While there are no official statistics on the number of people who have died because of the drought, Amnesty’s interviews also indicate that people are dying from hunger.
Kolo said that there is a need to invest in solutions for local communities that emphasize innovation. The southern region of the country is chronically underfunded and under-resourced by the government, the report said. The latest national poverty census also found that poverty incidence and poverty intensity rates were higher in the south than the national average.
“Most households eat once a day, some try to make a second meal out of cactus leaves during the day, others have to go without eating for more than a day at a time.”
— Amnesty International reportPoverty is a big factor that makes people in the region more vulnerable to climate change, said Mandipa Machacha, one of the researchers for the report.
“While extreme poverty affects all places in Madagascar, the southern part of the country experiences high rates of poverty in comparison to the central and northern regions,” she said at a press briefing, noting that 91% of people in the region live below the poverty line.
Amnesty urged the international community to increase humanitarian assistance and funding to the people affected by the drought and asked high-income countries to provide additional financial and technical support.

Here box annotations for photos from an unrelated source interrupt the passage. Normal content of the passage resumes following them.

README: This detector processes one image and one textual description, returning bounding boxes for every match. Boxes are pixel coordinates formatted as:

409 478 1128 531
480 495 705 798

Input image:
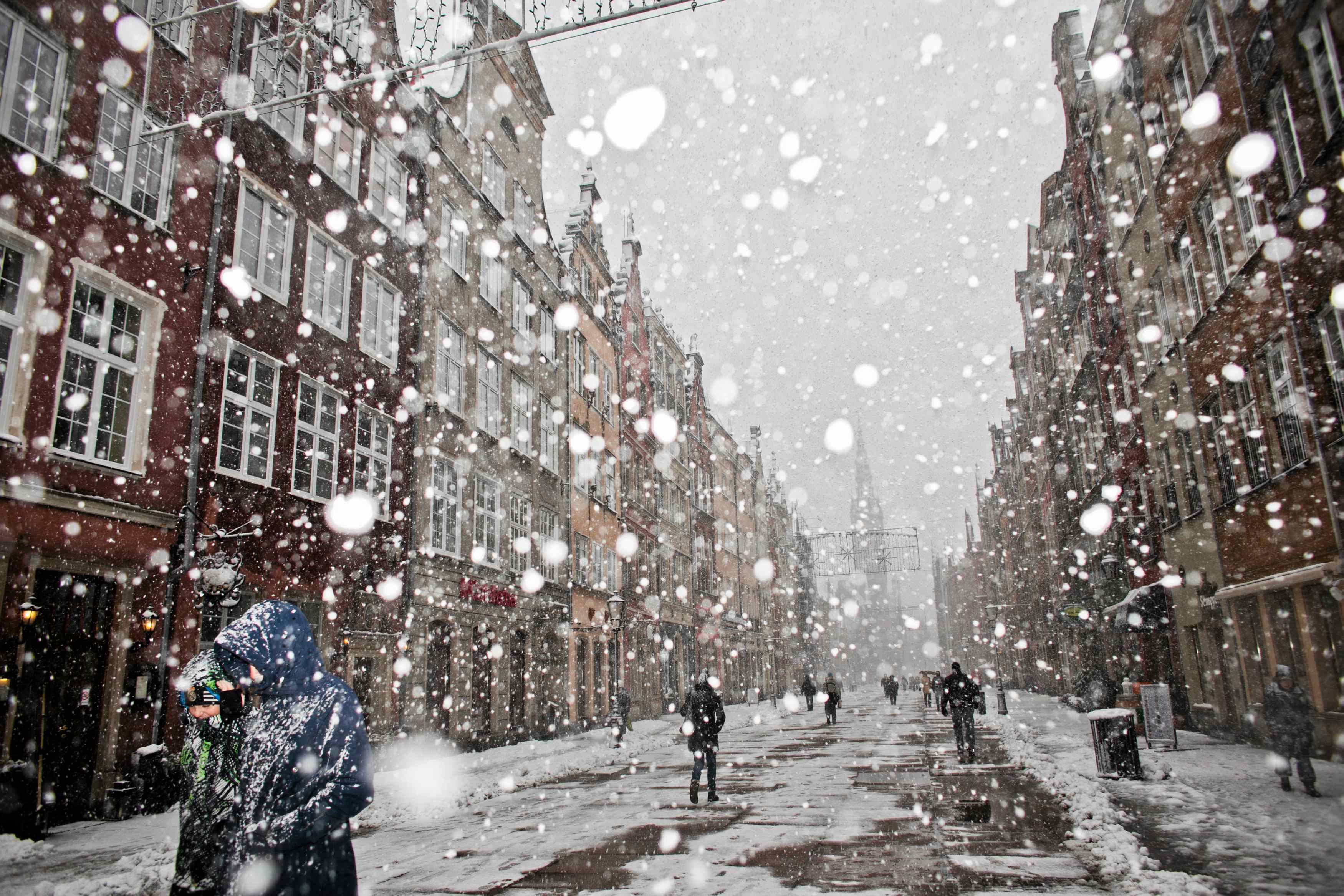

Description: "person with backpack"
938 662 985 763
821 672 840 725
682 669 728 803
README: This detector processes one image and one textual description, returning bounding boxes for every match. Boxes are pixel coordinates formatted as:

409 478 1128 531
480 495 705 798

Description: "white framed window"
355 403 392 520
481 142 508 216
536 399 561 475
438 203 470 278
478 253 507 310
1298 10 1344 140
253 25 306 146
234 180 295 305
0 8 67 159
313 94 364 199
1269 83 1306 194
359 266 402 371
51 277 151 467
434 314 467 416
476 349 504 438
215 343 281 485
304 230 355 338
472 475 502 566
510 376 536 454
508 493 532 572
90 90 172 224
510 274 536 335
292 373 344 502
364 138 410 235
429 457 462 555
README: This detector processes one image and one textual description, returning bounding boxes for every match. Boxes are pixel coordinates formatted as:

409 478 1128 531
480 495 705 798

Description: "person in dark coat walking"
938 662 985 763
215 600 374 896
1265 666 1321 797
682 669 728 803
800 674 817 712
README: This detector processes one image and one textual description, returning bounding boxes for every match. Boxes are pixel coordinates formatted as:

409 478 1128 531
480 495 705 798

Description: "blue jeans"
691 747 718 790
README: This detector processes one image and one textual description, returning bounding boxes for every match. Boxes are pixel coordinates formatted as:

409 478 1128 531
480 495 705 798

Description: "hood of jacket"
215 600 327 697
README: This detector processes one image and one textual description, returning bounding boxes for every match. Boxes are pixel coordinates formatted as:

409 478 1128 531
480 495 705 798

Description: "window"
429 457 461 553
536 400 561 474
0 9 66 159
234 181 295 305
293 375 343 501
472 475 500 564
355 404 392 518
438 203 468 278
313 95 364 199
478 251 504 310
508 494 532 572
359 267 402 369
91 90 172 224
1195 192 1227 296
215 345 280 485
481 142 508 215
1269 84 1306 194
1298 10 1344 140
51 280 145 466
510 376 535 454
253 27 304 146
304 231 352 338
512 274 536 333
434 314 467 416
476 351 504 438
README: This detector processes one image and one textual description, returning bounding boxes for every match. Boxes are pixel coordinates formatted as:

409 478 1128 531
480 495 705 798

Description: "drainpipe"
151 7 243 743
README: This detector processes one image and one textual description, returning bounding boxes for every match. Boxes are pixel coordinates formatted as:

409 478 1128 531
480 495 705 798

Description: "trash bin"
1087 708 1144 778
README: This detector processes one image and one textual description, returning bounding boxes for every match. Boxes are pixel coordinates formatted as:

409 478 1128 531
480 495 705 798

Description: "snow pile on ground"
985 716 1218 896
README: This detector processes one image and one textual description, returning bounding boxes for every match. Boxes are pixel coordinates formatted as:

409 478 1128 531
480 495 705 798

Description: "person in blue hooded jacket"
215 600 374 896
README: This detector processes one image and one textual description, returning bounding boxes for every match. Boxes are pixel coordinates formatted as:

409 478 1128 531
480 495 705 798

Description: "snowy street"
16 689 1344 896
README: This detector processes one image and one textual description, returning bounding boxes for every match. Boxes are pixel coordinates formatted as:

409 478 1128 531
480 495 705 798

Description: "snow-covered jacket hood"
215 600 327 697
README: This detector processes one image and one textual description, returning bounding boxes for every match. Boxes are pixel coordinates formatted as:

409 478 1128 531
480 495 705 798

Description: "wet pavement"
356 689 1104 896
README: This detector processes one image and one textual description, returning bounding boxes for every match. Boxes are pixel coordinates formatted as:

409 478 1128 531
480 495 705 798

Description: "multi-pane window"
0 245 27 421
51 280 145 466
429 457 461 553
1298 4 1344 140
510 376 534 453
1269 84 1306 194
304 226 354 338
1195 192 1227 296
355 404 392 517
481 142 508 215
293 375 341 501
253 33 304 146
476 349 504 437
234 181 295 305
215 345 280 485
364 138 410 234
91 90 172 223
0 8 66 159
472 475 500 563
508 493 532 572
438 203 468 277
536 402 561 473
313 95 364 199
434 314 467 415
359 267 402 369
480 253 505 310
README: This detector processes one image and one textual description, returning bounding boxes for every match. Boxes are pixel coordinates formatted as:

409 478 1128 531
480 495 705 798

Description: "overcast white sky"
535 0 1093 609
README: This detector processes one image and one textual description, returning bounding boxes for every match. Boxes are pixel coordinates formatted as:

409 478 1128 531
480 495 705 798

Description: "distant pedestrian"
215 600 374 896
801 674 817 712
168 648 243 896
682 669 727 803
1265 665 1321 797
821 672 840 725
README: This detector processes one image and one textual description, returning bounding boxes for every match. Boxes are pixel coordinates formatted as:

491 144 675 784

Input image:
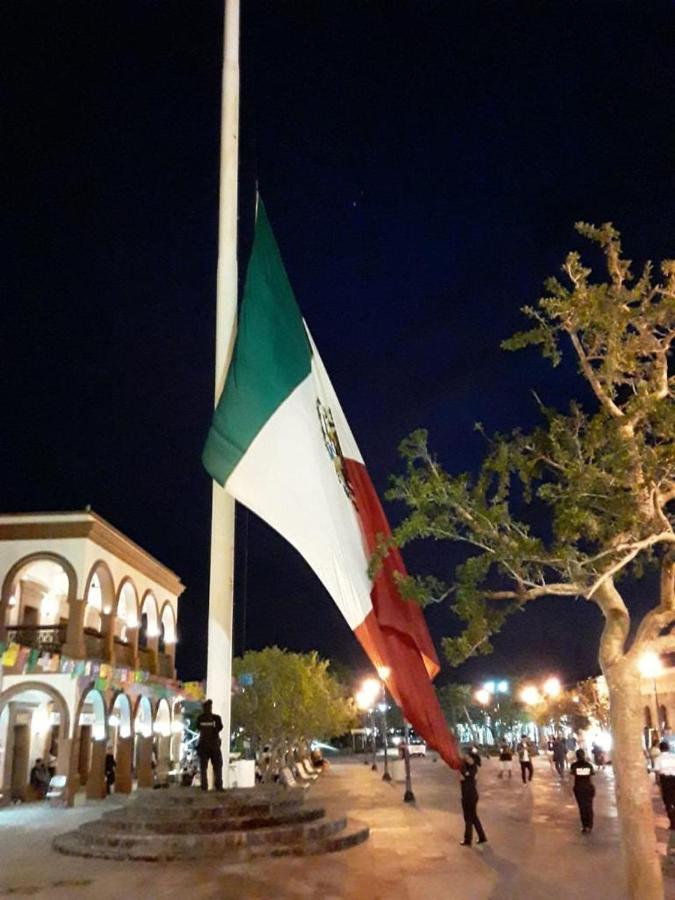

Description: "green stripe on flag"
202 201 312 484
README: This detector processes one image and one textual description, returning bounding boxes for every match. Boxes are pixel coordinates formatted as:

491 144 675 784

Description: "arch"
152 697 171 737
108 691 134 738
0 550 77 631
134 696 153 737
114 575 138 640
138 590 160 647
83 559 115 613
0 681 70 740
159 600 176 650
73 681 108 741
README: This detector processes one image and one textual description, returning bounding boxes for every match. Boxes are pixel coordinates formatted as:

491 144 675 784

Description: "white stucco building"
0 510 184 803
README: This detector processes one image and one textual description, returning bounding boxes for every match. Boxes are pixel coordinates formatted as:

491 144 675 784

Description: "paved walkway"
0 758 675 900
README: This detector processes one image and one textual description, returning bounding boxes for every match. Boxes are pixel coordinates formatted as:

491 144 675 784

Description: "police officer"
570 749 595 834
197 700 223 791
459 752 487 847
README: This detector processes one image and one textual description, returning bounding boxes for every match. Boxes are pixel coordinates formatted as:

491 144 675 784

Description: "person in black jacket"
197 700 223 791
459 753 487 847
570 749 595 834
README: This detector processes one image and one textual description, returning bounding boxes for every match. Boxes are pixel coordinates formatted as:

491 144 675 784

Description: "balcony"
84 628 103 659
114 637 134 666
138 647 157 672
7 625 66 653
157 653 173 678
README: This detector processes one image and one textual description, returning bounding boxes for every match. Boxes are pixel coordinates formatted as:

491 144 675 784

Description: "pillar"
87 741 106 800
63 600 87 659
136 735 155 788
115 737 134 794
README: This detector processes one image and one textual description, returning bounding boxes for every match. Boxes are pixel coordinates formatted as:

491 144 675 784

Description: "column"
87 740 107 800
115 737 134 794
62 600 87 659
136 735 154 788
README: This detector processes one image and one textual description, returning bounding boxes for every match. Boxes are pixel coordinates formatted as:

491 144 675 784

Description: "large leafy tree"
232 647 356 780
382 223 675 900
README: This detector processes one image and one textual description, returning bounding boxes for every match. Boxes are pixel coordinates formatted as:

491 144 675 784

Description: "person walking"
30 756 49 800
570 749 595 834
459 753 487 847
654 741 675 831
498 741 513 778
553 738 566 778
197 700 223 791
516 734 534 784
105 749 117 794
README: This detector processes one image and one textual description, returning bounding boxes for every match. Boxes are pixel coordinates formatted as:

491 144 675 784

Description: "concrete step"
88 806 326 834
53 817 354 861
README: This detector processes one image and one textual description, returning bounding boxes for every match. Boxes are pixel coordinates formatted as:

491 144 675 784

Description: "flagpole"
206 0 239 787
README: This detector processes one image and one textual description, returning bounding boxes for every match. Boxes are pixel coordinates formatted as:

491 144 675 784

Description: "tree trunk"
605 657 663 900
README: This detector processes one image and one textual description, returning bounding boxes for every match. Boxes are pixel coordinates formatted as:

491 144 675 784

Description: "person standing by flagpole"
206 0 239 787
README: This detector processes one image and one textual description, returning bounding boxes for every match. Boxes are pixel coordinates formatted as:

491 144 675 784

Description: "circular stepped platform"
53 785 369 862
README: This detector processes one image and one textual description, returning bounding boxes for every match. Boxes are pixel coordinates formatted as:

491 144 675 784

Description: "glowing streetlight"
473 688 492 706
520 684 541 706
638 650 665 734
544 677 562 697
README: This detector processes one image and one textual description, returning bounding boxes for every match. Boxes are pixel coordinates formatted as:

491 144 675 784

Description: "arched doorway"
82 560 115 659
113 578 138 666
107 692 134 794
153 698 171 784
134 697 154 788
74 686 108 800
0 681 70 800
0 552 77 653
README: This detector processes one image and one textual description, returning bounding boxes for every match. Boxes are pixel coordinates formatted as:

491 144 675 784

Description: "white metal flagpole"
206 0 239 787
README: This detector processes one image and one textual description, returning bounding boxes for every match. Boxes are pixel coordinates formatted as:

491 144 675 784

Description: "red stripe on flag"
345 459 461 769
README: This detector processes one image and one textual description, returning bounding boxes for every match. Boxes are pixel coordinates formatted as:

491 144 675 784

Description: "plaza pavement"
0 758 675 900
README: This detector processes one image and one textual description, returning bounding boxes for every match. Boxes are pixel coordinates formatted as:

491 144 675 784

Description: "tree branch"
569 331 623 419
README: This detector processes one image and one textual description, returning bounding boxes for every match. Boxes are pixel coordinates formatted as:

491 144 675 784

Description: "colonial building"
0 510 184 803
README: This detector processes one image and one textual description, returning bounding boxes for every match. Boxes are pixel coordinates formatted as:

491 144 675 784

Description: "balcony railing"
7 625 66 653
84 628 103 659
114 637 134 666
138 647 156 672
157 653 173 678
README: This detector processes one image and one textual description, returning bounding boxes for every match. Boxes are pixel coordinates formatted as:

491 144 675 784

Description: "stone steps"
54 818 369 862
89 806 326 834
53 785 369 862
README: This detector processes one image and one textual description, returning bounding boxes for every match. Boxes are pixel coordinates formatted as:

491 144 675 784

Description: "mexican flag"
203 202 459 766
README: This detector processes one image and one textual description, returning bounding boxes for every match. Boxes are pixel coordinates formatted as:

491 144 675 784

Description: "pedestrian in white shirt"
654 741 675 831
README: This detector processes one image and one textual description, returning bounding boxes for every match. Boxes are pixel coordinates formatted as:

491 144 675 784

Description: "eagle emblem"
316 397 356 507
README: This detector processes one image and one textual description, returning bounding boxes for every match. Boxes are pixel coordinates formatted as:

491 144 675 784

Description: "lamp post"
638 650 665 736
403 721 415 803
377 666 391 781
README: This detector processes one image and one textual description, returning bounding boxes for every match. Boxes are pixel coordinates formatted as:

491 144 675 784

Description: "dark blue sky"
0 0 675 678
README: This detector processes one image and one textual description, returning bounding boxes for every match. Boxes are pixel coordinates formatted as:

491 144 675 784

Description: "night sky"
0 0 675 679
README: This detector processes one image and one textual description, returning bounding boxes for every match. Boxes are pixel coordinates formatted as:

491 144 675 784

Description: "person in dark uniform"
197 700 223 791
459 753 487 847
570 749 595 834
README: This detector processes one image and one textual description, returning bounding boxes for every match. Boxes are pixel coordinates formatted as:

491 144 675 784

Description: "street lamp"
357 678 381 772
544 677 562 697
638 650 665 735
377 666 391 781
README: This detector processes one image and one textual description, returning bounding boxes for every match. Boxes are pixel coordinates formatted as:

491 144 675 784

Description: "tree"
380 223 675 900
232 647 356 781
576 678 610 729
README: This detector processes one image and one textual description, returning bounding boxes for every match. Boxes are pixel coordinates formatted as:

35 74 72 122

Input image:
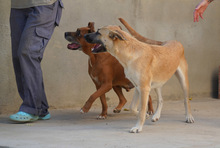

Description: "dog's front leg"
130 88 140 115
130 87 150 133
80 83 112 113
151 87 163 122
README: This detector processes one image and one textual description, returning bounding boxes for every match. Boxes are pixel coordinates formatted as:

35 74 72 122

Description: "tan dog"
85 26 194 133
65 22 153 119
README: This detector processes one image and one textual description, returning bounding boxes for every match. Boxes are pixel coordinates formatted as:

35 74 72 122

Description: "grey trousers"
10 0 63 116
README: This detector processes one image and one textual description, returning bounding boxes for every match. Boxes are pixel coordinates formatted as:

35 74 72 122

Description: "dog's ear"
109 30 126 41
88 22 95 32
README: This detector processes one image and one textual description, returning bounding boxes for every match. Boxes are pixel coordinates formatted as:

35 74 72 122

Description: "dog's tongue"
67 43 80 49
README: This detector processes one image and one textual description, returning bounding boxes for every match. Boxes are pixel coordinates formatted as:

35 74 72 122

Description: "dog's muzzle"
84 32 107 53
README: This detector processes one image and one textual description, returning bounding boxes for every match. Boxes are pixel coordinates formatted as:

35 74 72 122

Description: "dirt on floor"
0 98 220 148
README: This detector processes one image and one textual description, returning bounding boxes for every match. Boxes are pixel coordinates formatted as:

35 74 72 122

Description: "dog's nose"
64 32 68 37
84 34 92 43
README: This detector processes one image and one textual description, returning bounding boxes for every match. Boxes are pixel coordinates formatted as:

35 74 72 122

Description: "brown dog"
65 22 153 119
85 22 194 133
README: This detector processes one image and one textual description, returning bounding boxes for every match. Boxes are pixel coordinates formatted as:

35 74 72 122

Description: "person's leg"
10 9 28 102
18 3 60 116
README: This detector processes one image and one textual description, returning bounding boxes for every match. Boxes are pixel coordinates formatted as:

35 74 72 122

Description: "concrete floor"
0 98 220 148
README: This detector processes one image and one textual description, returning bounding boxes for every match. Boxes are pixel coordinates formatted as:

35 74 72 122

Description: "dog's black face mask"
84 31 107 53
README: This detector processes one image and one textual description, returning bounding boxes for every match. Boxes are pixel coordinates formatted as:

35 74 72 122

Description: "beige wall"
0 0 220 114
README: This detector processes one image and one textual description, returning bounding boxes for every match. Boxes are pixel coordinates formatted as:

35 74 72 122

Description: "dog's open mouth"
92 44 106 53
67 43 81 50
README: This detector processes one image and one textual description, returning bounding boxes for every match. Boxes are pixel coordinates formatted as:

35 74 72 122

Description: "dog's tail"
119 18 163 45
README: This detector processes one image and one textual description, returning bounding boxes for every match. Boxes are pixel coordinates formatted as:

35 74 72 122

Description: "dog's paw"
113 108 121 113
186 115 195 123
146 113 150 119
96 115 107 120
151 115 160 122
80 108 85 114
130 127 142 133
147 111 154 115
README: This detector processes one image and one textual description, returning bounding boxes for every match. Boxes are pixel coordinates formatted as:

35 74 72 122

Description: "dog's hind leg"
113 86 127 113
130 88 140 114
151 87 163 122
175 58 194 123
130 87 150 133
97 94 108 119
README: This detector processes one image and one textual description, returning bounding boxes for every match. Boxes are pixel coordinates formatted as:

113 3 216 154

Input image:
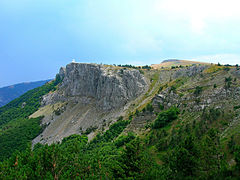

It also urged the global community to address the climate crisis, which it said is the root cause of the situation in Madagascar.
“We can no longer accept that the poorest, most marginalized groups in society are the ones paying the highest price for the actions and the failures of the world’s biggest emitters of carbon dioxide,” Callamard said.“The international community must step up and ensure everyone can enjoy their right to a clean, healthy, and sustainable environment.”
Amnesty said world leaders must rapidly cut emissions to avoid additional climate-driven humanitarian crises.
“If we do nothing,” Mwananyanda said, “there will be nothing to save in Madagascar or anywhere else.”